Let $$f : N \rightarrow N$$ be a function such that $$f(m+n) = f(m) + f(n)$$ for every $$m, n \in N$$. If $$f(6) = 18$$ then $$f(2) \cdot f(3)$$ is equal to:

We are given a function $$f : \mathbb N \rightarrow \mathbb N$$ satisfying the additive property

$$f(m+n)=f(m)+f(n) \quad \text{for all } m,n\in\mathbb N.$$

First, we recall the standard fact that if a function on the natural numbers is additive in this way, then its value at any positive integer can be built up by repeatedly adding the value at $$1$$. More precisely, we use the principle of mathematical induction:

For $$n=1$$ the statement $$f(1)=f(1)$$ is trivially true. Now assume $$f(k)=k\,f(1)$$ for some $$k\in\mathbb N$$. Then, using the given property,

$$f(k+1)=f(k)+f(1).$$

Substituting the induction hypothesis $$f(k)=k\,f(1)$$, we obtain

$$f(k+1)=k\,f(1)+f(1)=(k+1)\,f(1).$$

Thus by induction the general formula

$$f(n)=n\,f(1) \quad\text{holds for every } n\in\mathbb N.$$

Now we use the given numerical information.
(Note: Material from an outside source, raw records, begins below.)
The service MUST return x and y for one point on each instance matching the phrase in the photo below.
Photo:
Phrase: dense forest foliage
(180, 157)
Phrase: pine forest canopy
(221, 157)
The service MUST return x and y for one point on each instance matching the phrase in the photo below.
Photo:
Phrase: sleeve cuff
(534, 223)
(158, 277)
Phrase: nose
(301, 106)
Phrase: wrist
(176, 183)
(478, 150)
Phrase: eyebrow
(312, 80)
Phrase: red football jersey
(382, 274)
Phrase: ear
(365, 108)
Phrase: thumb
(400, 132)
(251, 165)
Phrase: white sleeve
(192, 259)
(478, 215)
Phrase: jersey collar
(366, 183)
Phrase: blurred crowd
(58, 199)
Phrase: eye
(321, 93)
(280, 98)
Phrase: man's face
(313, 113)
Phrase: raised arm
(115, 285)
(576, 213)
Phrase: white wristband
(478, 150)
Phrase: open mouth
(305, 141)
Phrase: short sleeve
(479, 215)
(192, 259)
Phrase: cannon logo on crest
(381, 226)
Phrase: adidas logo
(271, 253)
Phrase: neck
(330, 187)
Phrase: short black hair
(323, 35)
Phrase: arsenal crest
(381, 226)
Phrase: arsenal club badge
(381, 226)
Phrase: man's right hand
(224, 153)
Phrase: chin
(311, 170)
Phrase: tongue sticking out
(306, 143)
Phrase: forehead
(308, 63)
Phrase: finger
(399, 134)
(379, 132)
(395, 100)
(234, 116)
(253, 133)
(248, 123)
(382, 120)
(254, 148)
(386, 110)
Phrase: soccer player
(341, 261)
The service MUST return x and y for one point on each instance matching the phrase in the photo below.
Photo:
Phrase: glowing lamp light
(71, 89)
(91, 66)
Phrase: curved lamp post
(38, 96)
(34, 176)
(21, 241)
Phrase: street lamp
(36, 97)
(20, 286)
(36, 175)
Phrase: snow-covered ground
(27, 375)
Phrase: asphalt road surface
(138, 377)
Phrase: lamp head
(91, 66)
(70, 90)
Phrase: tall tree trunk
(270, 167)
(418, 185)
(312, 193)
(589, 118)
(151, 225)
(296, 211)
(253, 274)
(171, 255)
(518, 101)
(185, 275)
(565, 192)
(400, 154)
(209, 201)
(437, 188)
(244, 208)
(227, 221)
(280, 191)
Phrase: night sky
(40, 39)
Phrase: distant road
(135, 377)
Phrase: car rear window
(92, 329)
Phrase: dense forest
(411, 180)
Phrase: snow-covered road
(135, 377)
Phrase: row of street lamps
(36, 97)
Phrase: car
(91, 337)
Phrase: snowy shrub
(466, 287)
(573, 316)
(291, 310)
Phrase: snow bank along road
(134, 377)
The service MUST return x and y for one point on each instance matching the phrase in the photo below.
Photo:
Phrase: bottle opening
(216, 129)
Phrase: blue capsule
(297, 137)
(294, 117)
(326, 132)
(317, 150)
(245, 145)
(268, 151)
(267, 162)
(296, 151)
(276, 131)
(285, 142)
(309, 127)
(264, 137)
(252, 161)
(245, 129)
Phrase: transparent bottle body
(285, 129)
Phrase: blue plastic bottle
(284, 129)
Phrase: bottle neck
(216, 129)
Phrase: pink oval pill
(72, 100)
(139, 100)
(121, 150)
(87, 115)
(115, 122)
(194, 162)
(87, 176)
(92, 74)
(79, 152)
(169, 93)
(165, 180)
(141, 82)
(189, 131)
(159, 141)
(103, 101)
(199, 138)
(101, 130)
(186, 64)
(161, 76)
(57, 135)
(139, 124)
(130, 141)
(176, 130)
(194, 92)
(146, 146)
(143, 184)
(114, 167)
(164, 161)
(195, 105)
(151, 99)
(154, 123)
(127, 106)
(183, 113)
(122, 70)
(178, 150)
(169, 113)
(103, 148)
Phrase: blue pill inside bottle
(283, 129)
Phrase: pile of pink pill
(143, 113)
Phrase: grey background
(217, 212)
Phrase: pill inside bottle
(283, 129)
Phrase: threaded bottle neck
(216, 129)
We are told that

$$f(6)=18.$$

Applying the formula $$f(6)=6\,f(1)$$ we write

$$6\,f(1)=18.$$

Dividing both sides by $$6$$, we get

$$f(1)=\frac{18}{6}=3.$$

With $$f(1)$$ known, we can find the required values:

For $$n=2$$,

$$f(2)=2\,f(1)=2\times 3=6.$$

For $$n=3$$,

$$f(3)=3\,f(1)=3\times 3=9.$$

The question asks for the product $$f(2)\cdot f(3)$$. Substituting the values just found,

$$f(2)\cdot f(3)=6\times 9=54.$$

Hence, the correct answer is Option A.